A general internist consultant performed MEDLINE and Google Scholar searches using the key words edema, polyneuropathy, and hirsutism. This search suggested the diagnosis of Crow‐Fukase syndrome, also known as POEMS (polyneuropathy, organomegaly, endocrinopathy, M protein, and skin changes) syndrome. Subsequent evaluations were performed. First, serum protein electrophoresis revealed the presence of monoclonal proteins, although hypergammaglobulinemia was not present. Second, a bone marrow examination demonstrated increased abnormal plasma cell proliferation (7%), although a radiographic skeletal survey found no lesions suggestive of plasmacytoma. Third, cerebrospinal fluid analysis showed normal cell counts but increased protein concentration (202 mg/dL). Fourth, a blood sample referred to an outside laboratory demonstrated elevated levels of vascular endothelial growth factor (3902 pg/mL: normal range, 150‐500 pg/mL). On the basis of these findings, the diagnosis of POEMS syndrome was made. After oral prednisolone (40 mg/day) was initiated, the systemic edema improved gradually, and she did well during the 2‐year follow‐up period.

Commentary

POEMS syndrome, also known as Crow‐Fukase syndrome, is a rare multisystem disorder first described by Crow in 1956.1, 2 It is characterized by polyneuropathy, organomegaly, endocrinopathy, monoclonal gammopathy, and skin changes, as indicated by the acronym. The diagnosis of POEMS syndrome is difficult as this syndrome is rare and requires high clinical suspicion. According to a nationwide cross‐sectional survey in Japan, the prevalence of POEMS syndrome is very low (about 3 patients per 1,000,000 persons),3 and its prevalence in Western countries is considered even lower than that in Japan. The average age at onset is around 45 to 50 years old, and men are twice as likely to have this syndrome as women.46 Table 1 shows the diagnostic criteria of POEMS syndrome, based on research by Dispenzieri and others at the Mayo Clinic, and Table 2 presents the relative frequency of these clinical features.6, 7 The initial symptomatology generally includes polyneuropathy, skin changes, and generalized edema, which are nonspecific symptoms, as are other well‐recognized associated conditions such as clubbing, weight loss, thrombocytosis, polycythemia, and hyperhidrosis. Thus, it is important to consider this syndrome when one is facing an undiagnosed illness involving multiple organ systems and to distinguish it from other conditions such as multiple myeloma, amyloidosis, and monoclonal gammopathy of undetermined significance. Vascular endothelial growth factor is thought to be involved in the edema of POEMS syndrome, as massive release from aggregated platelets increases vascular permeability and venous pressure.710

Criteria for the Diagnosis of POEMS Syndrome
  • NOTE: Two major criteria and at least one minor criterion are required for diagnosis. This table is based on the work of Dispenzieri.7

  • Abbreviation: POEMS, polyneuropathy, organomegaly, endocrinopathy, M protein, and skin changes.

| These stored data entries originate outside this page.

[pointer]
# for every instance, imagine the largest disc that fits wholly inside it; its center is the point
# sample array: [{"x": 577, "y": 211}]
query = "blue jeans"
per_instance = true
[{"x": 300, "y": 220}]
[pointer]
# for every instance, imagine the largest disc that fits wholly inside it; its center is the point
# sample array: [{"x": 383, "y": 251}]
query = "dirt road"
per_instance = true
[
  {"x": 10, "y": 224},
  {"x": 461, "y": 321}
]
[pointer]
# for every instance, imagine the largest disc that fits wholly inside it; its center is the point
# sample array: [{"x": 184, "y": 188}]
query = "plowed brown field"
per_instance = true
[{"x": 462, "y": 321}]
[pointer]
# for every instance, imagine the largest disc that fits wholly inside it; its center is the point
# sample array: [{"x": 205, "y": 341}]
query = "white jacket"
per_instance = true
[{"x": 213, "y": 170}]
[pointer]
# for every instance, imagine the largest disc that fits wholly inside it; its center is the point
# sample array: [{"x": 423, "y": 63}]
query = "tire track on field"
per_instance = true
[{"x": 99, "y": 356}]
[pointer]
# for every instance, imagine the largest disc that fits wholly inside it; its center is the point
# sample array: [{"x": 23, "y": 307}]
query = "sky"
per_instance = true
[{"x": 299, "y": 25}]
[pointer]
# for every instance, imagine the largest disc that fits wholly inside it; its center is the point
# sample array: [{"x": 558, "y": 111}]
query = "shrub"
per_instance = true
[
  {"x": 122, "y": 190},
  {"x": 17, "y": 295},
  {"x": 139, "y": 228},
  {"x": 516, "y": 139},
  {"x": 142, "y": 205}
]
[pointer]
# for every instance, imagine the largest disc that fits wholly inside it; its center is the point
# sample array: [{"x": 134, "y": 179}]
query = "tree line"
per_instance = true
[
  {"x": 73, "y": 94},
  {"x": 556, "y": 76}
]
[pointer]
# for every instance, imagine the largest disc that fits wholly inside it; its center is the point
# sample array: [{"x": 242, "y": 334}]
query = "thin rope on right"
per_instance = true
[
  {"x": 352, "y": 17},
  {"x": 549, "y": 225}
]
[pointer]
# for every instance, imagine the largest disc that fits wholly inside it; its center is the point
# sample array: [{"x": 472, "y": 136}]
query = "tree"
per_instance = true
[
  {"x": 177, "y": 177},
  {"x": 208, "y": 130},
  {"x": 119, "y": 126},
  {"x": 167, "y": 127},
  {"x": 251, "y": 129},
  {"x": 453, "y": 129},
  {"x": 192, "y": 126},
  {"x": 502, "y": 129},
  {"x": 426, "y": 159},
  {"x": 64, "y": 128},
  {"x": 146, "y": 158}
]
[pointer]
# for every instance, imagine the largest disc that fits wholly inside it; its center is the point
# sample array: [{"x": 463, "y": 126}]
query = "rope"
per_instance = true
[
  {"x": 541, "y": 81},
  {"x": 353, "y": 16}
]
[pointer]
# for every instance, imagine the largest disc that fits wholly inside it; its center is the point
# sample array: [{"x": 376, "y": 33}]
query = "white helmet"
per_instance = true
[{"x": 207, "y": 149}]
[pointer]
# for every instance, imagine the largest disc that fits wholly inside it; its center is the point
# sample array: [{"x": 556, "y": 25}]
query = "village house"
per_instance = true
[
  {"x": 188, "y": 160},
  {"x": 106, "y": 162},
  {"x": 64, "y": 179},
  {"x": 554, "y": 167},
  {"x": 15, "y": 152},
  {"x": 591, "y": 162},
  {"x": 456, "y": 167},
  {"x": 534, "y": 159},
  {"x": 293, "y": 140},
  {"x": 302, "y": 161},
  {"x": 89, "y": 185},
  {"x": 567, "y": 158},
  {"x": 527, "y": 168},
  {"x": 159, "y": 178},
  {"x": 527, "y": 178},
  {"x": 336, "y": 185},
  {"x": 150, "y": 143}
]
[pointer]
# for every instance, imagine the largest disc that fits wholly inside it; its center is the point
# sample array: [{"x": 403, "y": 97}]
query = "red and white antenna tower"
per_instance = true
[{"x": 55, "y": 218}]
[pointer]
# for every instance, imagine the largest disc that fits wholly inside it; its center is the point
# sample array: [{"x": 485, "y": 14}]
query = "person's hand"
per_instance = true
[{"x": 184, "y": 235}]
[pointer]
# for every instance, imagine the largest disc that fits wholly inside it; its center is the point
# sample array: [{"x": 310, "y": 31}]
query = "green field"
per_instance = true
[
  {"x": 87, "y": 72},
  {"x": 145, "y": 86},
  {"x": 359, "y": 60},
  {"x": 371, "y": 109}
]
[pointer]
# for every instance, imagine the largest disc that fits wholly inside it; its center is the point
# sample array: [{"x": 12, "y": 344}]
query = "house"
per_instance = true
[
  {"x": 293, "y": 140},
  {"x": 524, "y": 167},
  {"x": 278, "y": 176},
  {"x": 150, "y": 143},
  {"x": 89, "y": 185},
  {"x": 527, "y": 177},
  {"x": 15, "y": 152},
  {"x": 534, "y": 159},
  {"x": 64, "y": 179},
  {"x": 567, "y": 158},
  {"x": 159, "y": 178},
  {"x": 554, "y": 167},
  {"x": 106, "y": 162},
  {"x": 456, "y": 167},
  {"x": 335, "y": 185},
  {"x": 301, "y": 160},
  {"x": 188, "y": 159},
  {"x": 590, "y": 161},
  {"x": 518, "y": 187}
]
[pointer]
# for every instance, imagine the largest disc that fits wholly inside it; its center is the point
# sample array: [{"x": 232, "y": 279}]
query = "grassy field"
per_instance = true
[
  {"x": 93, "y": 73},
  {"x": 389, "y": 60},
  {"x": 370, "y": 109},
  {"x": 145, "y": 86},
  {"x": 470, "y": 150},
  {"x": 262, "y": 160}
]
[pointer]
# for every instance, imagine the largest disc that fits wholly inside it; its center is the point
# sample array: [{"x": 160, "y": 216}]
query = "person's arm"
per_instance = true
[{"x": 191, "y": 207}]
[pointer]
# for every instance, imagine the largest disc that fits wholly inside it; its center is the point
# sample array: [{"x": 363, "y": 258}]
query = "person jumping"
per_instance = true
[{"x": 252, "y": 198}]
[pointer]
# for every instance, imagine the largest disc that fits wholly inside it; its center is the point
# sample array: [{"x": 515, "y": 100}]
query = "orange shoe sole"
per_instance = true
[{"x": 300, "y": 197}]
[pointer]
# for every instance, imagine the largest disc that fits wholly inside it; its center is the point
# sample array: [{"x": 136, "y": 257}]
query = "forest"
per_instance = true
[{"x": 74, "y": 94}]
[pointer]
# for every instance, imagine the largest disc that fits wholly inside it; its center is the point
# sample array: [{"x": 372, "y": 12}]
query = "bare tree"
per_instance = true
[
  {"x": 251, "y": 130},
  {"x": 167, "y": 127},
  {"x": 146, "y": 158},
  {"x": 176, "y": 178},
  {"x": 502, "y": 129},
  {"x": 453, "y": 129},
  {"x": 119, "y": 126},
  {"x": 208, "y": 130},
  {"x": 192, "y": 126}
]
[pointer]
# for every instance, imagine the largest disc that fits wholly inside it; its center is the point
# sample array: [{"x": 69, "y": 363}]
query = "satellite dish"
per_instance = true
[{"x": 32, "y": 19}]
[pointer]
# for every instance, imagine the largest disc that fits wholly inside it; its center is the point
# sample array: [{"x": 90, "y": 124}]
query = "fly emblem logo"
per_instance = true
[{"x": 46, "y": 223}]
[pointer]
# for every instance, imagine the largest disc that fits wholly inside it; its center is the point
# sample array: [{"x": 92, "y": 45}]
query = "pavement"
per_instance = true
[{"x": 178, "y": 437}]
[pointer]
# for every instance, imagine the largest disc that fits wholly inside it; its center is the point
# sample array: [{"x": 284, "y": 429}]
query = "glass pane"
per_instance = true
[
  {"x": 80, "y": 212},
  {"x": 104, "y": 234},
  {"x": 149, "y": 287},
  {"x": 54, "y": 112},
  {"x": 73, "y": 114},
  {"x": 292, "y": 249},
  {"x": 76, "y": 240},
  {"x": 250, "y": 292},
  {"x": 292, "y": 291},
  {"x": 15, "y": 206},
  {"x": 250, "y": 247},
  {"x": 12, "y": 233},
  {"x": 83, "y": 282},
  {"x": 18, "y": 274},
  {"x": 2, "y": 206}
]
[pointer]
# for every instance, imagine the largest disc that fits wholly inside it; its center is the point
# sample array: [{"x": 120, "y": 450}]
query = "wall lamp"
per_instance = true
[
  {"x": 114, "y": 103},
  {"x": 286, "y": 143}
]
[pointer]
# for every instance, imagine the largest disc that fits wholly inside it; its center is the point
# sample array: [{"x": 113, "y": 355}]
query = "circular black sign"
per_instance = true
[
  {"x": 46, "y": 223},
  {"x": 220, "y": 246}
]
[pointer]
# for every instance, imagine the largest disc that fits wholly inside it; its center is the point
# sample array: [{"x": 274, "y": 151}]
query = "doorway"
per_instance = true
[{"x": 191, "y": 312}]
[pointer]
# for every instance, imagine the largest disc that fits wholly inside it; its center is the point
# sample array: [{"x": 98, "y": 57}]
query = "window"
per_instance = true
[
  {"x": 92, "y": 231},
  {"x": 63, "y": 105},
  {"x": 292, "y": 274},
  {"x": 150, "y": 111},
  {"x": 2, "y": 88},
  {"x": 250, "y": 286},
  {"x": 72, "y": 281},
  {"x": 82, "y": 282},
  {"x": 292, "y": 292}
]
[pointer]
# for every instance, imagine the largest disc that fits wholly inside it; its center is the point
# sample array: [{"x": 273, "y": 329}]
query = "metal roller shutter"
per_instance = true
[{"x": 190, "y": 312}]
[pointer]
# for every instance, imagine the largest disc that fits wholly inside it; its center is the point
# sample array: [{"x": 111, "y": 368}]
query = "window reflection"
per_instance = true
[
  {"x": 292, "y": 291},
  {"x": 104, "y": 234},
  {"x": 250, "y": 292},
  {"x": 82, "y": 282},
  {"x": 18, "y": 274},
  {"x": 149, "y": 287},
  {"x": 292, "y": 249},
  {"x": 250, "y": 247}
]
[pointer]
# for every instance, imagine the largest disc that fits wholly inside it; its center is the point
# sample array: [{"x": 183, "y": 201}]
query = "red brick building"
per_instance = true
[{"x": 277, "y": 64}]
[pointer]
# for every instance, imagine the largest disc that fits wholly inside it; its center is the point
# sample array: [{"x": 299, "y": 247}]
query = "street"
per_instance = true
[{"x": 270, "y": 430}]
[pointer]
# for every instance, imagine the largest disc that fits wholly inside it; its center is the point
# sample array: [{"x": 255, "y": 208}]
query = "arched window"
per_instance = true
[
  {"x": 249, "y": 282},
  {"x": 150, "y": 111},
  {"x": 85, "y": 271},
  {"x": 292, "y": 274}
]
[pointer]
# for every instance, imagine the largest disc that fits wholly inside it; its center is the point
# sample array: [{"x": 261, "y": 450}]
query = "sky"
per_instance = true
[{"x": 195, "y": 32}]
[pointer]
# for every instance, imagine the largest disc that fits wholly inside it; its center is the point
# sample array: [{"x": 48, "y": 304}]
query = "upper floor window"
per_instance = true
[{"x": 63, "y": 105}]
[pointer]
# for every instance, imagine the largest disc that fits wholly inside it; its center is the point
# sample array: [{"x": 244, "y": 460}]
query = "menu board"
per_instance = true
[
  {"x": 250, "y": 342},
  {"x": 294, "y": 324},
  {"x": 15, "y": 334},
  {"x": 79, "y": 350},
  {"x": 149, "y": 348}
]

Major criteria Polyneuropathy
Monoclonal plasma cell‐proliferative disorder
Minor criteria Sclerotic bone lesions
Castleman disease
Organomegaly (splenomegaly, hepatomegaly, or lymphadenopathy)
Edema (peripheral edema, pleural effusion, or ascites)
Endocrinopathy (adrenal, thyroid, pituitary, gonadal, parathyroid, or pancreatic)
Skin changes (hyperpigmentation, hirsutism, plethora, hemangiomata, and white nails)
Papilledema
Relative Frequency of Clinical Features in Patients with POEMS Syndrome (n = 99)
Characteristic %
  • NOTE: This table is based on the work of Dispenzieri.7

  • Abbreviation: POEMS, polyneuropathy, organomegaly, endocrinopathy, M protein, and skin changes.

Peripheral neuropathy 100
Monoclonal plasma cell dyscrasia 100
Sclerotic bone lesions 97
Endocrinopathy 71
Skin changes 68
Organomegaly 46
Extravascular volume overload 39
Papilledema 29
Castleman disease 11

Data regarding treatment and survival are largely observational. Overall mean survival from diagnosis in the 2003 Dispenzieri cohort was 13.7 years, with death often due to infection or cardiorespiratory failure.6 When a solitary plasmacytoma or osteosclerotic myeloma is present, radiation to the lesion can often lead to clinical remission. Other treatment options include alkylating agents and/or high‐dose chemotherapy with peripheral stem‐cell transplantation, corticosteroids, and supportive care.7

Clinicians frequently use the internet to aid in the clinical decision process. In a survey of the Royal New Zealand College of General Practitioners,11 half reported that they used the Internet to search for clinical information. Two well‐known resources are MEDLINE, which contains over 11 million references dating back to the 1960s, and internet search engines such as Google (and a more recent product, Google Scholar, which attempts to sort search results by including factors such as the author, the publication in which the article appears, and how often the article has been cited).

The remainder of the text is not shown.